15 thoughts on “#IMWAYR, August 26/18

  1. The Lighthouse Between the Worlds is a new book to me. I don’t typically read a lot of science fiction so I must check it out when it releases. Have a great week Aaron!


  2. If anyone hasn’t heard, the call has gone out for Cybils judges. I hope some of the wonderful children’s/ya bloggers will head over there and apply! There is more information on my blog post, if you need it.

    Lots of wonderful reviews here! Thank you.


  3. I agree 100% with your remarks about Dory. I just adore her and that series. Have you read Big Foot and Little Foot? I like Ellen Potter’s Piper Green series, but think it is even better! I’ll be keeping my eyes open for Lighthouse Between the Worlds.

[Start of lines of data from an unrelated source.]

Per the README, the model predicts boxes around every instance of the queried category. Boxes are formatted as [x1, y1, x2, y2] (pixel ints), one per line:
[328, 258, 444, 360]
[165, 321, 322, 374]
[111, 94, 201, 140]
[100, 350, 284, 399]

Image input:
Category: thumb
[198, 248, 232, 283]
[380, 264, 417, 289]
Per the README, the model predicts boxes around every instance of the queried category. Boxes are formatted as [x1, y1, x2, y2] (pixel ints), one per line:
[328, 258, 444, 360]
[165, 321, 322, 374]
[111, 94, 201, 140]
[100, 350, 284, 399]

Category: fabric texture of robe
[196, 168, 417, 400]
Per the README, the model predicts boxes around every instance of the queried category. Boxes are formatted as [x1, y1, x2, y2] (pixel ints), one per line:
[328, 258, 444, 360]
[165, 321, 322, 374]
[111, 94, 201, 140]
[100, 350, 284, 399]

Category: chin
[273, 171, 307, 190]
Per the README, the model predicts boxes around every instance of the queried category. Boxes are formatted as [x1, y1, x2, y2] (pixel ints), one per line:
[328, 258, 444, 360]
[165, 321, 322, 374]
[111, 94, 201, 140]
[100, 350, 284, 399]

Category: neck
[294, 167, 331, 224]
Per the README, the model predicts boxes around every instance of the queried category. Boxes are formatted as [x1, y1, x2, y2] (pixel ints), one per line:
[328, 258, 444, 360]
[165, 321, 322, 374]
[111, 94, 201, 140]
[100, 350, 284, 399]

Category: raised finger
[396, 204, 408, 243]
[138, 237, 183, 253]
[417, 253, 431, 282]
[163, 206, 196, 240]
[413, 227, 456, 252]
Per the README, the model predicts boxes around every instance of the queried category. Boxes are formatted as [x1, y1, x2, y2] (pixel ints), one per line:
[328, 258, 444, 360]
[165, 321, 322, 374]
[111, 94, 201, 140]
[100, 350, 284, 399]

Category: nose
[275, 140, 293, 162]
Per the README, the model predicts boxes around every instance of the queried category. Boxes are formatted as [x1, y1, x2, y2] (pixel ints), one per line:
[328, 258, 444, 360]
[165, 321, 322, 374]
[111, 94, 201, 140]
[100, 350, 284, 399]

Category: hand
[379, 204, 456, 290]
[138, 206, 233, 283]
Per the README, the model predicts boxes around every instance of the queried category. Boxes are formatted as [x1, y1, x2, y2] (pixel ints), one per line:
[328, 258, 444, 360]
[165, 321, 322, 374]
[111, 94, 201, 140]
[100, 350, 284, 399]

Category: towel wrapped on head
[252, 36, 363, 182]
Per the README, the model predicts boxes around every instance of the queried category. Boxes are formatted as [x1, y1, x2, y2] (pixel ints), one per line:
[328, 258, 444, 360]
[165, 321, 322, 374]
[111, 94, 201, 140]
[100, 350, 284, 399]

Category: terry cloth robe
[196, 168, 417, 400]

  4. Will note The Lighthouse Between the Worlds & I’m so looking forward to reading Resistance. I agree, Jennifer Nielsen’s books are wonderful. Best wishes for a great start to your 20th year!


  5. I loved Jennifer Holms’ Sunny series. I think kids enjoy the 70s references, much like the way the kids of my generation enjoyed Happy Days’ references to the fifties. I’ll have to check out the other books on your list. Have a great week!


  6. The Lighthouse Between the Worlds has such a gorgeous cover — and once you mentioned Last Day on Mars, I was sold. Looking forward to reading this one, for sure. Thanks for all the shares, Aaron!


  7. I am finishing After Zero tonight – it was a haunting read, a character I’ll be thinking about for awhile.
    And I agree – more Dory!
    I’m intrigued by your comparison to Lighthouse to the Mars series… I will have to be on the lookout for it!


  8. I have this Dory title from the library right now and can’t wait to read it this week. I agree with you 100%: I’ll read as many of these as Abby Hanlon wants to write. (Now if Sara Pennypacker could just write another Waylon book, I’d be in reader heaven!) I enjoyed Be Prepared and Swing It, Sunny. I need to try to get Sunny Side Up circulating in my Theory & Practice of Teaching Reading course–several students there haven’t tried graphic novels yet and I think they’d really like this series.


  9. Wow, this post may have given my TBR list a hernia — I hadn’t noticed that a lot of those books by authors I like were out there. I think I’ll start with the Dory, as that’s a fast read.